Monday, May 09, 2011

A Penny for her thoughts. Wong on making Tuesday's budget.

Finance Minister Penny Wong says she has prepared a “Labor budget” and has at times had to stand up to the prime minister to do it.

Speaking to the Herald ahead of her first budget in the role Senator Wong said she had a dress rehearsal with the flood levy package in January which made $3 billion of savings by scrapping programs such as the poorly-conceived cash for clunkers scheme.

“It’s an arduous process, although very intellectually interesting. I have managed to get home to Adelaide only once in the past few weeks,” she said.

Sitting around the cabinet table at times until ten at night with expenditure review committee members including the treasurer and prime minister her role has been to sometimes say no and to always “argue for better decisions”.

“I have been trying to remind them of opportunity cost.
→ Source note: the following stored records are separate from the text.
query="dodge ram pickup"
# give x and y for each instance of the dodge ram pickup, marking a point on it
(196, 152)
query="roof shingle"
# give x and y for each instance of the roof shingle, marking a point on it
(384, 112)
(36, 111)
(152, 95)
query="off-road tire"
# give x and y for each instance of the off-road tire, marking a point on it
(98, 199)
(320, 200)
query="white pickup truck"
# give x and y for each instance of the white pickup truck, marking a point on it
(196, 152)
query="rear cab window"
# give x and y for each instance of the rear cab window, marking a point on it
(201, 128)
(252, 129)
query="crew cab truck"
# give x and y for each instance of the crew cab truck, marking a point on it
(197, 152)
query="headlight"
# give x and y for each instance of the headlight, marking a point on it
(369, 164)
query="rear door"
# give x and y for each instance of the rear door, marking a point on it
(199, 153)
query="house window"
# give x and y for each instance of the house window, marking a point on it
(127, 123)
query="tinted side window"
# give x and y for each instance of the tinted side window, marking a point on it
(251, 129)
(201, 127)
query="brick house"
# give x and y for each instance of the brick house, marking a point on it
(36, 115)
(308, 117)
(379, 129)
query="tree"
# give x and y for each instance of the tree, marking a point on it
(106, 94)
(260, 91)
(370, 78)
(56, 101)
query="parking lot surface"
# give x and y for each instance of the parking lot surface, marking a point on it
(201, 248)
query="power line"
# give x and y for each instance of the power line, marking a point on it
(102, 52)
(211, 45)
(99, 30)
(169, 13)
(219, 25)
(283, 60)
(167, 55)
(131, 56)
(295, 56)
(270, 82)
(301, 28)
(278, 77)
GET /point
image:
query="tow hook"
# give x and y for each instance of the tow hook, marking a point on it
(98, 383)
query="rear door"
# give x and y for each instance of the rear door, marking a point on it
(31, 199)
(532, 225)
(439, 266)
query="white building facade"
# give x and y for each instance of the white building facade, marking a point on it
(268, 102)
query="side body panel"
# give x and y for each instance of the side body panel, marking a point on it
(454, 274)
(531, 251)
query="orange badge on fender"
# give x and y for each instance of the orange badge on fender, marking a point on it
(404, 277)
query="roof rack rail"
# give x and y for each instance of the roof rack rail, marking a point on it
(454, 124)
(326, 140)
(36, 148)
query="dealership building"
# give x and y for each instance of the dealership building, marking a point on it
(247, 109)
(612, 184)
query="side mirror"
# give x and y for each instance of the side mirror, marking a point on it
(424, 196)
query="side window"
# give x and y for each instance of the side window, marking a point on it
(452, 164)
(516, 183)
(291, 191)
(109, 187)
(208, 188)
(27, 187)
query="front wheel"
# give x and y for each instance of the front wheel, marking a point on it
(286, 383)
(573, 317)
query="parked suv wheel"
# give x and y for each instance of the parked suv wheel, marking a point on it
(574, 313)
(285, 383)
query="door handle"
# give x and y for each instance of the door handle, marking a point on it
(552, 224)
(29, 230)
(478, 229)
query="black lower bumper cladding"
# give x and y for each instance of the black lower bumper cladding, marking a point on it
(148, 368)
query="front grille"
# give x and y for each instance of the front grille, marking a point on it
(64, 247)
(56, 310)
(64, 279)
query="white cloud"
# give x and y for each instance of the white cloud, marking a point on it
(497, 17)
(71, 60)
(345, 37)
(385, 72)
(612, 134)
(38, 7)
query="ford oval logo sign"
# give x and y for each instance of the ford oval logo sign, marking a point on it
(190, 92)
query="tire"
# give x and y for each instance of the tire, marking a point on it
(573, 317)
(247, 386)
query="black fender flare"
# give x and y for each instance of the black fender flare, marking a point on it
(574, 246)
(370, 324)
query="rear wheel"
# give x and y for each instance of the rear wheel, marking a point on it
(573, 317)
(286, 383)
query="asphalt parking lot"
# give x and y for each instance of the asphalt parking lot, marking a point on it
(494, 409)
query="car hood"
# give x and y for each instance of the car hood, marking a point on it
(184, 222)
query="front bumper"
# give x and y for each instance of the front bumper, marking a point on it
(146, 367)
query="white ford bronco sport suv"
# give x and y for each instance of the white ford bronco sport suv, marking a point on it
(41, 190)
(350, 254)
When you think about a proposal you need to think about what other spending that proposal would cut off. The job is to bring minds back to core priorities.”

Those priorities are returning the budget to surplus and expanding employment opportunities...

“I disagree with those who claim this isn’t a Labor budget,” Ms Wong said.

“Labor values are about enabling opportunity. In this budget, at this time, with the economy growing we are able to do that.”

“And ensuring the budget is sustainable is a Labor value. We need ensure we can continue to afford a safety net. People who say they are progressive and care about the effect of climate change on future generations should also care about the financial legacy we leave future generations.”

Asked whether she has always won her fights in the committee she says she has tried to “win more than I lose”.

Has she had to argue against proposals put up by the prime minister?

“My job is to put my view on any proposal regardless of who puts it forward,” she replies.

Asked whether she won the day on those occasions she replies, “the prime minister is the prime minister, let’s just say that.”

Alongside the closing of tax loopholes and saying no to a raft of new spending proposals much of the saving in Tuesday’s budget will come from simply increasing the so-called efficiency dividend facing each department from 1.25 to 1.5 per cent.

Ms Wong rejects the suggestion that its an easy way out.

“Ministers such as myself shouldn’t be deciding which stationary departments buy,” she says. “The departments are in the best position to do that.”

She confesses to a slight fear they will make deliberately unpopular savings, something she refers to as the “Washington Monument syndrome” after an episode of the West Wing in bureaucrats cuts by the opening hours of the monument in order in order to garner public support.

“I think the professionalism of the public service will protect us against that,” she said, adding that it was “human not to be too pleased about being asked to save money.”